On July 10th, the SEC adopted a new Final Rule that will open the door to private fund advertising. In addition, the SEC proposed new rules that would enhance the information required to be included in Form D. The JOBS Act—passed in April of 2012—directed the SEC to eliminate the longstanding prohibitions against general solicitation and advertising in private offerings under Rule 506 of Regulation D and Rule 144A.

Final Rule: Lifting Ban on General Solicitation

First, the Final Rule creates Rule 506(c), a new exemption under Regulation D that allows for general solicitation of privately offered securities provided that all purchasers of the securities are accredited investors or reasonably believed to be accredited and that the issuer takes reasonable steps to verify that the purchasers are accredited investors.

The reasonable verification test is objective and can be met by considering several factors; however, the SEC attempted to provide some guidance by adding to the Final Rule a list of non-exhaustive factors that definitively satisfy the verification requirement, such as checking IRS forms or relying on confirmation of third party verification.

Among other provisions, the Final Rule also:

  • Confirms private funds that engage in general solicitation pursuant can still qualify for 3(c)(1) and 3(c)(7) exemptions;
  • Revises Form D for issuers to disclose they are claiming an exemption under the new rule;
  • Retains the current exemption under existing Rule 506(b), which allows funds to sell to a limited number of non accredited investors so long as the funds do not generally solicit.
Second, the proposed rule amends Rule 144A to permit resale of securities through the use of general solicitation so long as the securities are sold to a Qualified Institutional Buyer (QIB) or a purchaser the seller reasonably believes is a QIB.

The Final Rule will become effective in mid-September, 60 days after the date it is published in the Federal Register.
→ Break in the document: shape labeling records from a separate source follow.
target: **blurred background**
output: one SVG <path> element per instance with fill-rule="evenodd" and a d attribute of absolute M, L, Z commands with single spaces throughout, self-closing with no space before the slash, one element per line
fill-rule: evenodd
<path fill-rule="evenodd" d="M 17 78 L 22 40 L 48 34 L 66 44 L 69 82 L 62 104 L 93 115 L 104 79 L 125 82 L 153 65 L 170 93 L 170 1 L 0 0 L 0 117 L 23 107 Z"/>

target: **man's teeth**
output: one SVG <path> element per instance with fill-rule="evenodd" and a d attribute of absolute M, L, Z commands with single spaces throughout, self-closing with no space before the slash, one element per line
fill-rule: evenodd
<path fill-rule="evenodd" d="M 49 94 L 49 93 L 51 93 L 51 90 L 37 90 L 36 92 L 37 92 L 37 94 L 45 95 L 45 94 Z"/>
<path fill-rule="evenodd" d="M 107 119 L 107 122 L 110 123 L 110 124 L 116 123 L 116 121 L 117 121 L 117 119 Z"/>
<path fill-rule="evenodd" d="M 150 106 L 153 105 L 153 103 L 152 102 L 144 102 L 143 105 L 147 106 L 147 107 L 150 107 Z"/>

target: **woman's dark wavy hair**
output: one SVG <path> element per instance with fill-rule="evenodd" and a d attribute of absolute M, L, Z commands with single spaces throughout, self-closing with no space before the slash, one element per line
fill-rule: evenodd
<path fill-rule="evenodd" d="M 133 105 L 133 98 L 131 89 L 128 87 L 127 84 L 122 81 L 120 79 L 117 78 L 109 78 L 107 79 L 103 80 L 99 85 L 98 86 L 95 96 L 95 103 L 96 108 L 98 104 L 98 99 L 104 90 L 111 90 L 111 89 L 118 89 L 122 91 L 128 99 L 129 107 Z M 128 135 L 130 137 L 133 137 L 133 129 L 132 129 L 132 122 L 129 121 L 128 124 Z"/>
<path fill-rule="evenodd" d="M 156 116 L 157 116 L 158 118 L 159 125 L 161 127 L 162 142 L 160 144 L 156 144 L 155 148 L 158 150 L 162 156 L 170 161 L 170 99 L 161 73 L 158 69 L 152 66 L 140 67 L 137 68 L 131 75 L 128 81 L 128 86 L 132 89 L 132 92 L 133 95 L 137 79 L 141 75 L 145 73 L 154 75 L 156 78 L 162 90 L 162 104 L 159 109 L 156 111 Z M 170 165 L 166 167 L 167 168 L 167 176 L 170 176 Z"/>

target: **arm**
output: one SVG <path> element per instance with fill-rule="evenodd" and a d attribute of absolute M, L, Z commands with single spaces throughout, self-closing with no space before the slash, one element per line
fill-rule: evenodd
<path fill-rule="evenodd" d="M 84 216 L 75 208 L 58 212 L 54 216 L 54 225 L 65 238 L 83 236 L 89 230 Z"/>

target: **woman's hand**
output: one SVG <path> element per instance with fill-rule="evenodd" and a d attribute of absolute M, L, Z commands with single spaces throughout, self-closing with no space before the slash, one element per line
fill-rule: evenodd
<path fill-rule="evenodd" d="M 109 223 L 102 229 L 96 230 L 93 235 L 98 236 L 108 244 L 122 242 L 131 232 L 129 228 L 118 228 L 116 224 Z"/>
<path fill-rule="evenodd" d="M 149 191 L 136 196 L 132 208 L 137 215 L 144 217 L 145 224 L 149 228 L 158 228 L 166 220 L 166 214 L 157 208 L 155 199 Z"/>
Proposed Rule: Amendments to Form D

The SEC also proposed amendments to Regulation D that would enhance the information required to be included in Form D beyond the revisions referenced above. The proposal would, among other things, require issuers that choose to generally solicit to do the following:

  • Include additional information in Form D, such as the methods used to solicit investors and verify accredited investor status;
  • File Form D 15 days before the general solicitation begins;
  • File an amended Form D within 30 calendar days at the end of an offering;
  • Cease use of Rule 506(c) if the issuer fails to comply with Form D requirements;
  • Include specific legends in general solicitation materials.
The proposed amendments are subject to a 60-day comment period.

Timing and Considerations

Because the Final Rule does not go into effect until mid-September, it is critical that private funds ensure continued compliance with the current ban on general solicitation. Once the ban on general solicitation is officially lifted, private funds should remain on the lookout for future rules that will likely increase regulation of private fund advertising.